Christopher Paul Sighinolfi - Senior Equity Research Analyst, Master Limited Partnerships
Listen, I appreciate -- I think, everybody on the line appreciates the fact that it's early days and it came together late in the year, and there's so many parts that move and may be offset. So just the initial thoughts are helpful, Dave. I guess, switching gears, I was also thankful for the update on the Southern, I guess, Southbound service on Empire. Just wondering, what are the options with that capacity? And if you could walk us through -- I mean, obviously, you don't expect the contract to renew, certainly not at the existing rate. But what, I guess, what is the decision tree with what to do with that? And what options are available?
John P. McGinnis - President and COO
I think it's pretty simple, that we'd like to try and market the capacity in some way. I mean, we have the ability to discount rates. So certainly, that would be a preferred option. If we're unsuccessful in doing that and show our revenue requirement, we can file a rate case.
Christopher Paul Sighinolfi - Senior Equity Research Analyst, Master Limited Partnerships
Okay. And with respect to rate case, you had talked about the modernization efforts. So you were talking about that just a moment ago with Holly. Is the recovery on that spend requiring a rate case action on the systems? Or are there built-in sort of tracking elements that you will capture in some of that spend?
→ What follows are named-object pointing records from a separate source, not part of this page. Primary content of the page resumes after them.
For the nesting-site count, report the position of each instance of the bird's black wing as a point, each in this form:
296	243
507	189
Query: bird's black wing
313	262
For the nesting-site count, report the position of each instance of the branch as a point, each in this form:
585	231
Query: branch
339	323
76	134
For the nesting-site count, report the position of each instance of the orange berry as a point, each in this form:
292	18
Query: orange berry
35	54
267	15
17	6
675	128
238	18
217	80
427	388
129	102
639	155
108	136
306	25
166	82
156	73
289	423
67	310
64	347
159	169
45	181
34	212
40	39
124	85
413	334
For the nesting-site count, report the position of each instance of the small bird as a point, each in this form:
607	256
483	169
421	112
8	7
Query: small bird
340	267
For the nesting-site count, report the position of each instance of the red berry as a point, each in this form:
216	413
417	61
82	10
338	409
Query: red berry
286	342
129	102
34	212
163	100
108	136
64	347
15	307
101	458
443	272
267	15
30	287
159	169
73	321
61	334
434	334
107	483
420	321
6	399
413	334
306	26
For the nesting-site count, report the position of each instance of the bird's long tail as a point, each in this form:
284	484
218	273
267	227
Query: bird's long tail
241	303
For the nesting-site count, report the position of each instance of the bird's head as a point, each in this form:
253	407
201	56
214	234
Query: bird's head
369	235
David P. Bauer - Treasurer & Principal Financial Officer
Yes. Well, we have a requirement and supply company, which is where the -- all of the modernization dollars are. There's really none on Empire. We have to file a rate case in supply by the end of 2019. So we'd look to that event, if you will, as a way to recover some of that modernization spending.
Operator
The next question is from Tim Winter with Gabelli & Company.
Timothy Michael Winter - Research Analyst
I was wondering, Ron, if you could talk a little bit more the logic and outlook for FERC to rehear the Northern Access application? And should they approve, what other obstacles would be there? And would New York have any recourse?
Ronald J. Tanski - President, CEO & Director
Sure. Tim. Well, as you know, we already submitted our request for rehearing on that. And if you were going to try to get any read-through from FERC's action on the constitution's request for rehearing, which -- that order came out January 11, I believe. We always, as we always point out, facts are different in each one of these cases, and as it is with ours, we're different than Constitution. And given the fact that there's been this much time between what they did in Constitution and have enacted on ours yet, you can indicate that we are -- hopefully, getting a different answer. So you move on from that, and taking your premise that FERC grants our rehearing, and indicates that the DEC took too long, obviously, DEC could go try to appeal that, request rehearing again. I'm not sure of the absolute procedural steps they would take, but given what we've seen in the Valley lateral, the Millennium case, I would expect that you just see more litigation attempted from the state side.
Operator
There are no further questions at this time. I will turn the call back over to the presenters.
Brian Welsch
Thank you, Mike. We'd like to thank everyone for taking the time to be with us today. A replay of this call will be available at approximately 3:00 p.m. Eastern Time on both our website and by telephone, and will run through the close of business on Friday, February 9. To access this replay online, please visit our Investor Relations website at investor.nationalfuelgas.com. To access by telephone, call 1 (800) 585-8367, and enter the conference ID number 8999277.
This concludes our conference call for today. Thank you. Goodbye.
Operator
This concludes today's conference call. You may now disconnect.